Source
Introduction
Reinforcement Learning (RL) has bested human intelligence many times in the past few years in games such as Go and video games. However, there are still very few instances where the strength of RL is utilized in real-world application. Recently, DeepMind has turned their attention to tackle this challenge, and have demonstrated success in optimizing video compression on YouTube.
This paper details the potential of using MuZero in video compression, and has shown that an average 6.28% reduction in size of the compressed videos for the same video quality compared to libvpx, a popular open source VP9 video compression library.
In order to achieve this result, they utilized MuZero as a rate control agent, and combined it with a self-competition based reward mechanism that optimizes a constrained rate control objective.
Algorithm
Overview
In video compression, rate control is a critical component that determines the trade-off between rate (video size) and distortion (video quality) by assigning a quantization parameter (QP) for each frame in the video. A lower QP results in lower distortion (higher quality), but uses more bits. In this paper, we focus on the rate control problem in libvpx, an open source VP9 (a video coding format) codec library. The objective in this setting is to select a QP for each of the video frames to maximize the quality of the encoded video under a bitrate constraint.

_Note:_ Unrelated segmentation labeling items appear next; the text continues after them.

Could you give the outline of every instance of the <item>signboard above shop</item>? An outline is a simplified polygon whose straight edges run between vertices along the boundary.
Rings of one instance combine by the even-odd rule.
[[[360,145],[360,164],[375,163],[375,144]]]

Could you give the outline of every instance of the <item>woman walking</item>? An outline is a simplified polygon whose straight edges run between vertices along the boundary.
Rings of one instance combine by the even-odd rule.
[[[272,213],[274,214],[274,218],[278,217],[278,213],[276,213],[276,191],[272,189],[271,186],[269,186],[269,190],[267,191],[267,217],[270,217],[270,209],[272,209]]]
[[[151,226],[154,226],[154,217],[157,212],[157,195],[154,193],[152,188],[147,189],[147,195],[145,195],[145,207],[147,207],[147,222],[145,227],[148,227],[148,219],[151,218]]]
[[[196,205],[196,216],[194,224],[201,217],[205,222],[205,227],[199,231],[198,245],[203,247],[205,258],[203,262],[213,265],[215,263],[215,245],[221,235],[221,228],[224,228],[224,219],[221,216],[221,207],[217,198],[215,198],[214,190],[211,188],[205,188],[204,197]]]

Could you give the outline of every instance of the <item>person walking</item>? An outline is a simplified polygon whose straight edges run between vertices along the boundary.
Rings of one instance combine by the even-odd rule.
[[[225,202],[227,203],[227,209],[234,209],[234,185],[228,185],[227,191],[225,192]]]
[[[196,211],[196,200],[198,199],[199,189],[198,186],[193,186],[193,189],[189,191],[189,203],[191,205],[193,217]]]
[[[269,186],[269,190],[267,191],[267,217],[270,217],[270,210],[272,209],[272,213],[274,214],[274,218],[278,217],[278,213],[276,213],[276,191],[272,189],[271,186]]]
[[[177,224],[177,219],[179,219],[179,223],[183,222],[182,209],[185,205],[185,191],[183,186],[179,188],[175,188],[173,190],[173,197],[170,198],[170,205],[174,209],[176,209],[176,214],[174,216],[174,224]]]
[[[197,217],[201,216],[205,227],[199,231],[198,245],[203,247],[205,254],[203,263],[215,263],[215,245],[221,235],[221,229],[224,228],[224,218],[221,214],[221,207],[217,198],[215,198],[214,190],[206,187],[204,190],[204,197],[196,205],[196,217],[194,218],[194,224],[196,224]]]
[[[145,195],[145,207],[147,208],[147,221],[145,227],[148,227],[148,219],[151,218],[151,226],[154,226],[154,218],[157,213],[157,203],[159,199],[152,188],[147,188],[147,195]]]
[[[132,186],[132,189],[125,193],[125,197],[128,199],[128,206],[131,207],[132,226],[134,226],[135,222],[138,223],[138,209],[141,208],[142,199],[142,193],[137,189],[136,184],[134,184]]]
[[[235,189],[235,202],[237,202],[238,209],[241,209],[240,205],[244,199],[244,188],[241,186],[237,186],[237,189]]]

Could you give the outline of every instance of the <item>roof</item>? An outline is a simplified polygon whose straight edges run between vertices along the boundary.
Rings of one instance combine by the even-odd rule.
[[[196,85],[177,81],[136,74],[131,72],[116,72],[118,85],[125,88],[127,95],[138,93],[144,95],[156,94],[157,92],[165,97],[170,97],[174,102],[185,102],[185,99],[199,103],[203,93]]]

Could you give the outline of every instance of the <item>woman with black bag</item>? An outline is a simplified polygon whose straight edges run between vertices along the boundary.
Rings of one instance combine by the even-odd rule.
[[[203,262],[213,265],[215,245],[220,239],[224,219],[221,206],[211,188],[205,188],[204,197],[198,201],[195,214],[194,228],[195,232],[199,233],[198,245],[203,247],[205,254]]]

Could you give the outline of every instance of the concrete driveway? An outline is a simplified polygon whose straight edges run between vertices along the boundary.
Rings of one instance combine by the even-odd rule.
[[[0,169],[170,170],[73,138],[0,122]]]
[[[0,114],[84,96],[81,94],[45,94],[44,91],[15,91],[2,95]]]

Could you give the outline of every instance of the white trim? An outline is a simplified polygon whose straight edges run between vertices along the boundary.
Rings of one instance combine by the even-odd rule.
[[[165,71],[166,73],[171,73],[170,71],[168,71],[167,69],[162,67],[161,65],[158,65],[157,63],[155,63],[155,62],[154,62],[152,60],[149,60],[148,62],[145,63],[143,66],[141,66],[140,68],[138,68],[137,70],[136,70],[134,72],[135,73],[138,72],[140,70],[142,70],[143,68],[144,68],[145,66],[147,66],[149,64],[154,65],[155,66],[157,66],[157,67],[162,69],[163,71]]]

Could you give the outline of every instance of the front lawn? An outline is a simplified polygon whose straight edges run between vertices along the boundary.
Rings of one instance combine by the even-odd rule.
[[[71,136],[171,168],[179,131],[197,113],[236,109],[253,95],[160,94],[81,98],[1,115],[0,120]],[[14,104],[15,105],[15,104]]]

Intuitively, the rate control algorithm needs to allocate more bits to complex/dynamic frames and less bits to simple/static frames. This requires the algorithm to understand the rate-distortion tradeoff for each frame and their relationship to the QP values.
VP9 Video Compression
First-pass encoding
The encoder computes statistics (such as average motion prediction error, percentage of zero motion blocks...etc) for every frame in the video, by dividing the frame into non-overlapping 16 × 16 blocks followed by per-block intra and inter-frame prediction (of each block).
Second-pass encoding
The encoder uses the first-pass statistics to decide key-frame locations and insert hidden alternate reference frames. These frames are used as references for encoding other frames, so their encoding quality affects other frames in the video as well. Afterwards, the encoder then starts to encode video frames sequentially.
Based on the decision of a rate controller, a QP value (integer between 0 and 255) is selected for each frame, which governs the quality-rate trade-off.
Constrained Markov Decision Process
Building on top of a normal Markov Decision Process (MDP), which is defined by the tuple $(S, A, P, R, \gamma)$, $k$ constraint functions and their corresponding threshold $\beta_k$ were introduced, forming a Constrained Markov Decision Process (CMDP). The goal is to obtain a policy which maximizes the expected sum of discounted rewards subject to the discounted constraints ($J^{c_k}_\pi$).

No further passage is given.